Morton Feldman's extended works out on DVD audio

Gramophone
Thursday, April 8, 2010

Morton Feldman, the New York School composer, deliberately operated beyond the constraints of conventional concert life. His late period, extended duration works – many premiered in art galleries and loft spaces – have long presented a challenge for record labels. How best to present uninterrupted spans of instrumental music that, in extreme cases like his infamous String Quartet II, can stretch for up to five hours? Now UK-based label Matchless and New York new music label Mode have settled on the same solution, at the same time: audio DVD.

Mode’s recording of Feldman’s 1980 Trio (violinist Marc Sabat, cellist Rohan de Saram, pianist Aki Takahashi), and the first volume of Matchless’ complete cycle of Feldman’s music for piano and strings – containing For John Cage and Piano and String Quartet played by John Tilbury and The Smith Quartet – are both released this month, giving us mint-fresh insights into Feldman’s music…

…or should that be “art”? Feldman praised John Cage for shattering the narrative-driven structures that many American composers – Copland, Virgil Thomson, Roy Harris for instance – had inherited from European tradition. As Alex Ross mentioned in the April Gramophone, Feldman explained Cage’s work as an “art form” rather than a “music form”; but that distinction applies equally potently to Feldman’s own work.

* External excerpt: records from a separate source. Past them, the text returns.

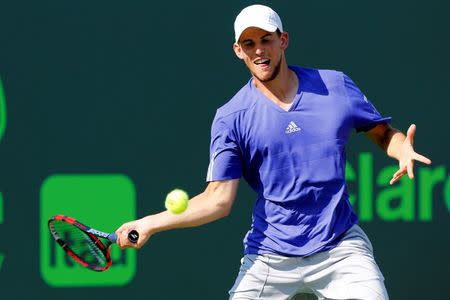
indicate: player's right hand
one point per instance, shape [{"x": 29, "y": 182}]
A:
[{"x": 140, "y": 227}]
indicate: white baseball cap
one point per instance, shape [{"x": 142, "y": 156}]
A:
[{"x": 257, "y": 15}]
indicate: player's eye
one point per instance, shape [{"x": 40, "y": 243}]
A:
[{"x": 248, "y": 44}]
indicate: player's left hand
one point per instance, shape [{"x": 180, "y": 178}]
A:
[{"x": 408, "y": 156}]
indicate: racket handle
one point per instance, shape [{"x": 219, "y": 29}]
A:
[
  {"x": 133, "y": 236},
  {"x": 112, "y": 237}
]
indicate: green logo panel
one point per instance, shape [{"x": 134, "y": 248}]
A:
[{"x": 103, "y": 202}]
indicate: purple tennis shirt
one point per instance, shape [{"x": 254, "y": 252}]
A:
[{"x": 294, "y": 160}]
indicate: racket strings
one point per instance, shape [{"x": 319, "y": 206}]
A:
[{"x": 87, "y": 247}]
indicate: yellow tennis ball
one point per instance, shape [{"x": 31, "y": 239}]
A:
[{"x": 177, "y": 201}]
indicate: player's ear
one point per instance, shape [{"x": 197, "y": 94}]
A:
[
  {"x": 238, "y": 51},
  {"x": 284, "y": 37}
]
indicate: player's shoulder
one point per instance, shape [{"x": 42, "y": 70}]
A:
[
  {"x": 242, "y": 101},
  {"x": 329, "y": 77}
]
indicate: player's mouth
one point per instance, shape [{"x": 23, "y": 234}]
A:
[{"x": 262, "y": 63}]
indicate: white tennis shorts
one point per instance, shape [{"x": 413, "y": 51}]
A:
[{"x": 348, "y": 271}]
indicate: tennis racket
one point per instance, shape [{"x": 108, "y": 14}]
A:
[{"x": 87, "y": 246}]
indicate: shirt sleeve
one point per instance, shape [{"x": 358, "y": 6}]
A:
[
  {"x": 365, "y": 115},
  {"x": 225, "y": 157}
]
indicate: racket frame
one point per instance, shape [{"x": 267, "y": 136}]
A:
[{"x": 92, "y": 233}]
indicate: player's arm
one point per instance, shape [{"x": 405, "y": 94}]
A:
[
  {"x": 398, "y": 146},
  {"x": 214, "y": 203}
]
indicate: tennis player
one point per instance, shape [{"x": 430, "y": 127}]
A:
[{"x": 285, "y": 133}]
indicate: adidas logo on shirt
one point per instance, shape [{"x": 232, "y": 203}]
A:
[{"x": 292, "y": 127}]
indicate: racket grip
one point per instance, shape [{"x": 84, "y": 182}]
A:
[
  {"x": 133, "y": 236},
  {"x": 112, "y": 237}
]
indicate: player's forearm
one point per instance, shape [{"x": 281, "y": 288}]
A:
[
  {"x": 395, "y": 142},
  {"x": 212, "y": 204},
  {"x": 389, "y": 139}
]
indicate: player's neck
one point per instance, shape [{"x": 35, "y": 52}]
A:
[{"x": 282, "y": 89}]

The wow-factor audio DVD brings with it is, of course, hearing For John Cage and Piano and String Quartet (through your television set or computer) without needing to flip between discs, thus rupturing the culminative flow of Feldman re-configuring, re-organising, re-mixing his trademark paired-back gestures into overarching structures. Which mightn’t sound a big deal, but cutting Feldman into arbitrary slices is like waking up in the dead of night: you’ll get back to sleep, yes, but never quite as deeply. The Mode DVD is recorded in 5.1 surround sound which, technology allowing, means you could, literally, walk around Feldman’s Trio: more sound installation than piece of music. A quarter of a century after Feldman died, the recording industry has finally caught up with him.

Also on the Matchless release schedule: Sounding Music by improvisation group AMM. Again John Tilbury on piano, with Ute Kanngiesser (cello), John Butcher (tenor and soprano saxophones), Eddie Prévost (percussion), and Christian Wolff, another New York School survivor, plays piano, bass guitar and melodica. During the group’s four-decade history its obsessions have remained constant: an AMM performance, no matter who plays, generates itself by participants subsuming their personalities into collective, centred sounds. Sounding Music is stuffed with strikingly beautiful moments. Like Prévost extracting caterwauling overtones from his tam-tam that Kanngiesser’s cello echoes and develops. And like Feldman, AMM constructs a musical narrative from a tactile relationship to sound. Like Feldman, like AMM.